In San Donato Val di Comino, a small village in Ciociaria, a Square serves as a large stumbling stone, which commemorates the survivors from the Auschwitz extermination camp, liberated on January 27, 1945.

A view of the Gustav Line from the Torre dei Conti d’Aquino
The simple square became a memorial of the Holocaust on January 27, 2023. Here, during the Second World War in 1940, dramatic events occurred, the Germans occupied the village to make it an internment centre for Jews and foreigners. From 1943, after the armistice, the village became a military place, the last inhabited centre before the Gustav Line.
On April 6, 1944, the Jewish Easter Eve and the Catholic Holy Thursday, sixteen foreign Jews interned in San Donato Val di Comino were deceived and, from Piazza 28 ottobre, todays Area del Memoriale della Shoah, deported to Auschwitz.
The Holocaust Memorial in San Donato Val di Comino celebrates their dramatic journey through a sequence of seven key symbols: welcome, deception, abyss, memory, hope, future, and a United Europe.

The Holocaust Memorial, the sharp lines and the benches
The benches are a symbol of welcome, as the inhabitants of San Donato Val di Comino, including the authorities and the municipal employees, courageously welcomed and integrated the internees and even saved them from capture by the German military police.

The Museo del Novecento e della Shoah
In the Museo del Novecento e della Shoah, just a few metres from the Memorial, many of these stories of heroism and solidarity are told, such as the one of Costanza Rufo, who saved a Jewish woman by hiding her in a basket full of chicken dung she carried on her head, as the women of San Donato used to do.

The Museo del Novecento e della Shoah, Pasqualina Perrella and the Registry Office
Another important figure is Pasqualina Perrella, an employee of the registry office who managed to forge the identity of a Jewish immigrant, saving her from deportation. Pasqualina, the last heroin, died at the age of 99 in 2021, the very year the Museo del Novecento e della Shoah was established.

The Shoah Memorial
The sharp lines symbolize the event occurred in March 1944, when the German troops, pretending to collect their passes, identified, interrogated, and arrested the Jews. The black paving on the square marks the exact spot where the captured Jews were gathered. It symbolizes the abyss of deportation, also represented in the black room inside the Museo del Novecento e della Shoah.

Shoah Memorial, the Stele
The stele, designed by Giuliano Tullio, commemorates the internees deported to Auschwitz. The stones around the stele are a tribute to the Jewish still present tradition of placing with their left hand a stone, instead of fleeting flowers, on the graves of their loved ones.

Holocaust Memorial, the three dark lines
The three dark lines leading to the exit of the Holocaust Memorial represent hope.

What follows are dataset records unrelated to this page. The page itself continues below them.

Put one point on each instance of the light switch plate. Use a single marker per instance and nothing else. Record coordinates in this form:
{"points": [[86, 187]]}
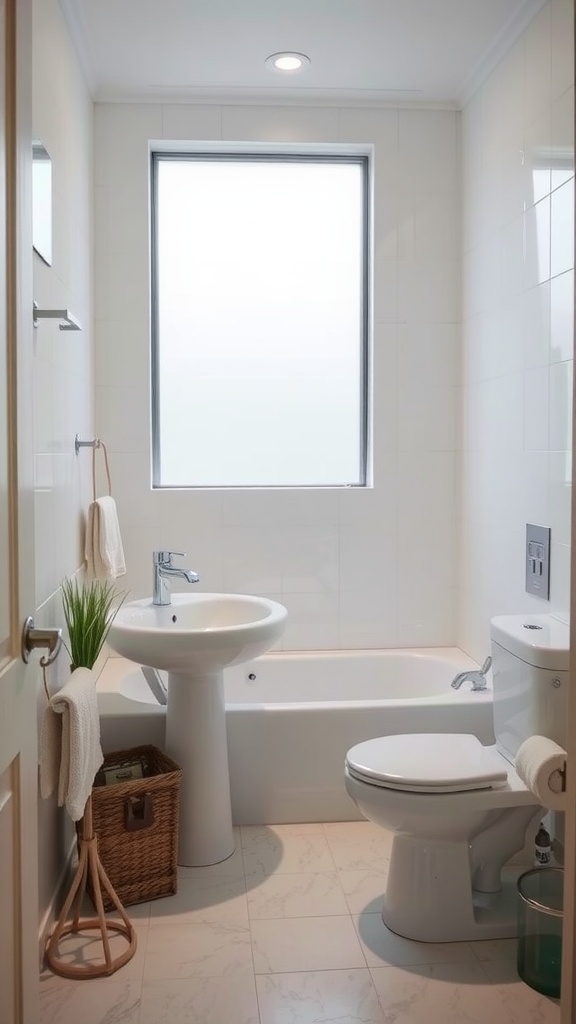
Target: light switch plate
{"points": [[538, 561]]}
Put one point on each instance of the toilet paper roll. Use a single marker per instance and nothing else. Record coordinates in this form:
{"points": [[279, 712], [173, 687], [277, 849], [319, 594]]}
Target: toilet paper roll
{"points": [[540, 764]]}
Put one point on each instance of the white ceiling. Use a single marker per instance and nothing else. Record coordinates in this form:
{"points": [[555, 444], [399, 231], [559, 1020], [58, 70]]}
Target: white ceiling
{"points": [[361, 51]]}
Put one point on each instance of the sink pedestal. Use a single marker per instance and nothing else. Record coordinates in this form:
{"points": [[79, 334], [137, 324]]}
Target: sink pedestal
{"points": [[196, 738]]}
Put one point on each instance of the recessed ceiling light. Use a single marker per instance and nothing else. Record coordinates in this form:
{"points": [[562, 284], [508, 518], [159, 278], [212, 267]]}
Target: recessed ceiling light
{"points": [[287, 61]]}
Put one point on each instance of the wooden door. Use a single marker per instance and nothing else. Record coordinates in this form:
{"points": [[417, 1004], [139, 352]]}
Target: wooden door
{"points": [[18, 870]]}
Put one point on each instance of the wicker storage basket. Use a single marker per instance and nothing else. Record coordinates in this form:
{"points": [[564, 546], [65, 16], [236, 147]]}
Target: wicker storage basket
{"points": [[136, 824]]}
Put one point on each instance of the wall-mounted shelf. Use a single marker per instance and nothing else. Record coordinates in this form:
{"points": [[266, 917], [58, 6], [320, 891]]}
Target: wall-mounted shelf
{"points": [[69, 321]]}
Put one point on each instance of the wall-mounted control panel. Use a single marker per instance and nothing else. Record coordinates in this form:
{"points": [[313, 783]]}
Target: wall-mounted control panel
{"points": [[538, 560]]}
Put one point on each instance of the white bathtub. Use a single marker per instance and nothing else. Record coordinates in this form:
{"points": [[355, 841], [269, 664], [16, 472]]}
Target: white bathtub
{"points": [[291, 718]]}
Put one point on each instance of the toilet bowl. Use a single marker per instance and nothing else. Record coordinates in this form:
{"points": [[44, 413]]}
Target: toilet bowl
{"points": [[449, 845], [457, 810]]}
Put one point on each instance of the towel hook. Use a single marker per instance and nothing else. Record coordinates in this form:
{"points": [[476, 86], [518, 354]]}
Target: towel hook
{"points": [[33, 637], [78, 443]]}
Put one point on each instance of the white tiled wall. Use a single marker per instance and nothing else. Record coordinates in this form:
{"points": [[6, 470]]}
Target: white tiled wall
{"points": [[63, 116], [518, 274], [356, 568]]}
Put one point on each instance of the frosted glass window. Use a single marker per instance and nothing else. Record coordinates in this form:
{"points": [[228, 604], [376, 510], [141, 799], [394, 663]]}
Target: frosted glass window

They commemorate the three survivors of the Nazi extermination camps: Rosa Blody, Gertrude Glaser, and Enrico Levi. The sixth symbol, two maple trees, represent the future in the figure of the two children, Italo and Noemi Levi, deported from San Donato Val di Comino and killed upon arrival at Auschwitz. All these stories are a reminder for the future generations.

Holocaust Memorial, the “Vector”
The “Vettore”, a symbol of a united Europe, is a work by the Polish architect Daniel Libeskind, who designed the Jewish Museum in Berlin and Ground Zero in New York. It connects San Donato Val di Comino to the sites of remembrance of the Second World War. The Memorial, together with the Museo del 900 e della Shoah and the War Trails, forms a circuit included in the “Liberation Route Europe” project, promoted by the Council of Europe.

Museo del Novecento e della Shoah, Gabriella Cazar, and her son Italo Raffaello Levi
The stories of the inhabitants of San Donato Val di Comino, who tried to help the internees and the allied soldiers escaped from prison, are narrated in the Museo del Novecento e della Shoah. Many of them are testified by old letters from the survivors, books and magazines, such as those documenting the publication of the racial laws, and by the personal belongings of the soldiers who never returned home.

Museo del Novecento e della Shoah, the emigrants – liberationroute.com
Travelling through time, the Museum also tells the stories of the emigrants from San Donato to New York, and of their district, Little San Donato, whose ruins, after the demolition in the 1950s, served as the setting for the musical “West Side Story”. All these intersecting and overlapping stories loudly speak of those who, at the time, were not listened to.